The sample code is as follows:
- import Image
-
- # load a color image
- im = Image.open(''fun.jpg'')
-
- # convert to grey level image
- Lim = im.convert(''L'')
- Lim.save(''fun_Level.jpg'')
-
- # setup a converting table with constant threshold
- threshold = 80
- table = []
- for i in range(256):
- if i < threshold:
- table.append(0)
- else:
- table.append(1)
-
- # convert to binary image by the table
- bim = Lim.point(table, ''1'')
-
- bim.save(''fun_binary.jpg'')
IT usually involves a lot of tasks, but few resources are needed to support these tasks. This has become a public secret. Any IT solution that promises to improve coding efficiency and reduce software costs should be carefully considered. A significant advantage of Python image processing is that it can save a lot of money in the Software creation and maintenance phase of enterprises, the software costs in these two phases account for 50% to 95% of the total cost of the entire software lifecycle.
The clear and readable Syntax of Python makes the software code exceptionally easy to understand, and even the strong feeling for programmers who are not initially engaged in and developing the original project. Although some programmers oppose the extensive use of spaces in Python code.

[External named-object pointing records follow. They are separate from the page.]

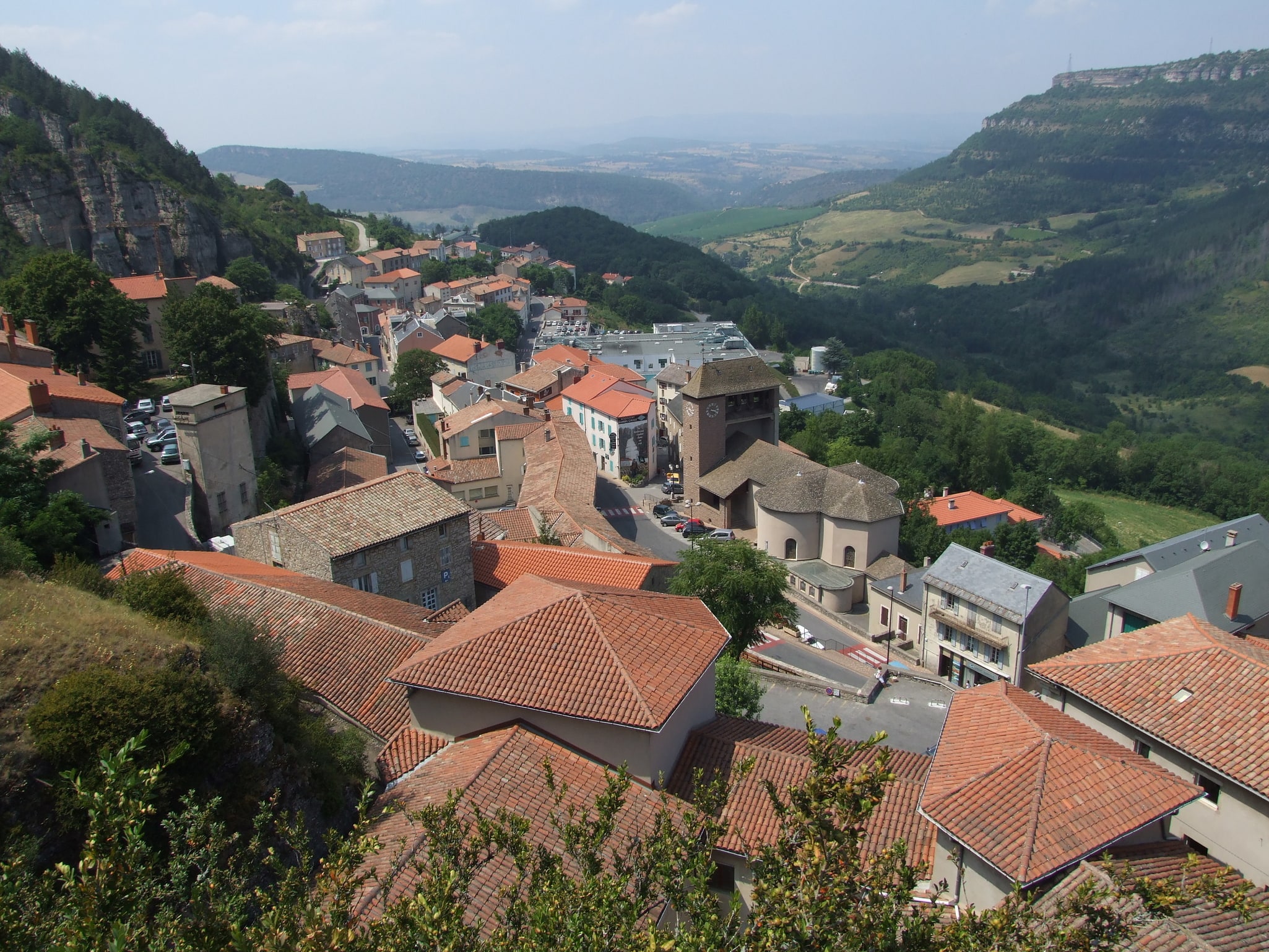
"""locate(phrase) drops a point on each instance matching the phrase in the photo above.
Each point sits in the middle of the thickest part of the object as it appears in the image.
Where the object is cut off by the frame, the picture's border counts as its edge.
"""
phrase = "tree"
(742, 586)
(253, 280)
(1016, 543)
(738, 692)
(222, 340)
(82, 316)
(412, 379)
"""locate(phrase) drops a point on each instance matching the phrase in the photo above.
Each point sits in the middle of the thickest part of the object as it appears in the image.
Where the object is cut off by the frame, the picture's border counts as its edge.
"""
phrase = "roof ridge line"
(1033, 820)
(617, 660)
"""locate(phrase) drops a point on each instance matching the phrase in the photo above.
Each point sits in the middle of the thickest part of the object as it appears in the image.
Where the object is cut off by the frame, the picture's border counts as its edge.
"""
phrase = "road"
(365, 243)
(160, 506)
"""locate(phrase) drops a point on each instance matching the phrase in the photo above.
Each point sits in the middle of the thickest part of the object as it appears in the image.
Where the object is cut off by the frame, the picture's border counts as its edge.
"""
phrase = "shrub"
(163, 594)
(69, 570)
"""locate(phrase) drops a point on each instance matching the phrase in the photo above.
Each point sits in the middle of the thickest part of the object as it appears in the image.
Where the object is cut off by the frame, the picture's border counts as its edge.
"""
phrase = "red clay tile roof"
(499, 768)
(344, 469)
(781, 757)
(1137, 675)
(974, 506)
(499, 563)
(605, 654)
(1031, 790)
(405, 750)
(141, 287)
(347, 384)
(337, 641)
(1201, 925)
(365, 516)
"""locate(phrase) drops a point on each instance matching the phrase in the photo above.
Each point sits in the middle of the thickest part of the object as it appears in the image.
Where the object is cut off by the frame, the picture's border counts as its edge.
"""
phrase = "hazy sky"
(425, 74)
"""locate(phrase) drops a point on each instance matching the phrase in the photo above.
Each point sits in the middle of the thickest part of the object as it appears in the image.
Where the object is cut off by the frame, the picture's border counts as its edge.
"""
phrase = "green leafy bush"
(163, 594)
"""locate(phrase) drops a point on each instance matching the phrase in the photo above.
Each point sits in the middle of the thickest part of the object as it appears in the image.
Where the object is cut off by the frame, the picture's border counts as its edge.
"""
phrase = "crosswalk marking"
(623, 511)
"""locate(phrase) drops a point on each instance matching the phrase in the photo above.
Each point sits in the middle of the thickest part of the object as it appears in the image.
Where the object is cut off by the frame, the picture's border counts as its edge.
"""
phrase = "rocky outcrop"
(102, 206)
(1210, 69)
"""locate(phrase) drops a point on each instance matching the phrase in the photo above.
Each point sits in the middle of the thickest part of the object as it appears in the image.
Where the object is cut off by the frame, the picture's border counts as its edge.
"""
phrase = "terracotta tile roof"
(15, 379)
(342, 381)
(1031, 790)
(337, 641)
(141, 287)
(781, 757)
(453, 471)
(500, 563)
(344, 469)
(605, 654)
(1137, 675)
(971, 506)
(368, 514)
(459, 348)
(1201, 925)
(499, 768)
(404, 752)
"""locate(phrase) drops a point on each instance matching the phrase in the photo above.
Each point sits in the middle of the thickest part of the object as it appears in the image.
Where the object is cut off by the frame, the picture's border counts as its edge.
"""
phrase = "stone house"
(400, 536)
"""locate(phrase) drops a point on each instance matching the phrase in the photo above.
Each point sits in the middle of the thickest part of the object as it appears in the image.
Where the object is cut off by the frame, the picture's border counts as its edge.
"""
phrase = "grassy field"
(1140, 523)
(715, 227)
(976, 273)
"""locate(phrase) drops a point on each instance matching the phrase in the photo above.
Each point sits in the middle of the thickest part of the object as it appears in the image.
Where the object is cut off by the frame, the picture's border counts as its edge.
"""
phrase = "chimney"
(38, 394)
(1231, 606)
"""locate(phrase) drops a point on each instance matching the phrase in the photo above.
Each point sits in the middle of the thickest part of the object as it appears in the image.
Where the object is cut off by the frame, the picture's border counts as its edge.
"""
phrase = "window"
(1211, 789)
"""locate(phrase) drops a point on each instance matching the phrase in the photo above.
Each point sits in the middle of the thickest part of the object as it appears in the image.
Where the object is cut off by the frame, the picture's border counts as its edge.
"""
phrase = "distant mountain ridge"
(365, 182)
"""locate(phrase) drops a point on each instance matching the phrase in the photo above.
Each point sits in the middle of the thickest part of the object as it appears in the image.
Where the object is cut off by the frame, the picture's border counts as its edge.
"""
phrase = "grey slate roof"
(724, 378)
(1201, 587)
(318, 412)
(987, 582)
(880, 480)
(674, 373)
(829, 491)
(1179, 548)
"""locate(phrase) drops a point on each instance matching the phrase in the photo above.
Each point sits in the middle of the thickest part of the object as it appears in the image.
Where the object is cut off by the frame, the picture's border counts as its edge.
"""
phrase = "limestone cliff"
(98, 204)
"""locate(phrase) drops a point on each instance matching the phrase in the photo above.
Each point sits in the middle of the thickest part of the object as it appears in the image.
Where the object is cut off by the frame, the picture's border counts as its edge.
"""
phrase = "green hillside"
(363, 182)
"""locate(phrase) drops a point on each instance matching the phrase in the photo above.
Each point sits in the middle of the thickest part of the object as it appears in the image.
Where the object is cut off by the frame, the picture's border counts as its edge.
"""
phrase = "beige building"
(1188, 697)
(986, 621)
(215, 439)
(400, 536)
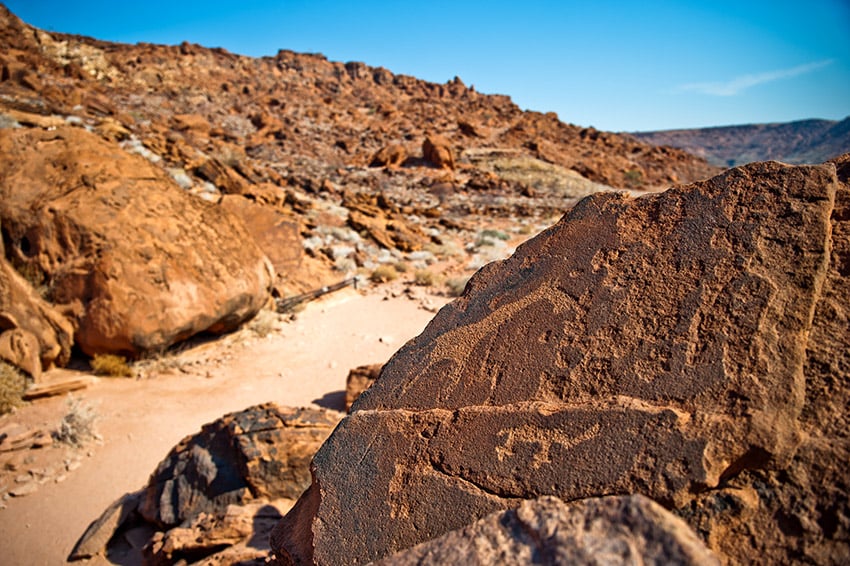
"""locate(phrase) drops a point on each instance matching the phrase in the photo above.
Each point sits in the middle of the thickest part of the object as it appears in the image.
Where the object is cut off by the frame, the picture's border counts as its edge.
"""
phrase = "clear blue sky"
(615, 65)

However, almost everyone acknowledges that Python image processing is far more readable than C or Java, the latter two adopt special character mark code block structures, loops, functions, and other programming structures to start and end. Those who advocate Python also claim that using these characters may produce significant differences in programming style, making it difficult for those who are responsible for maintaining the code to read the code.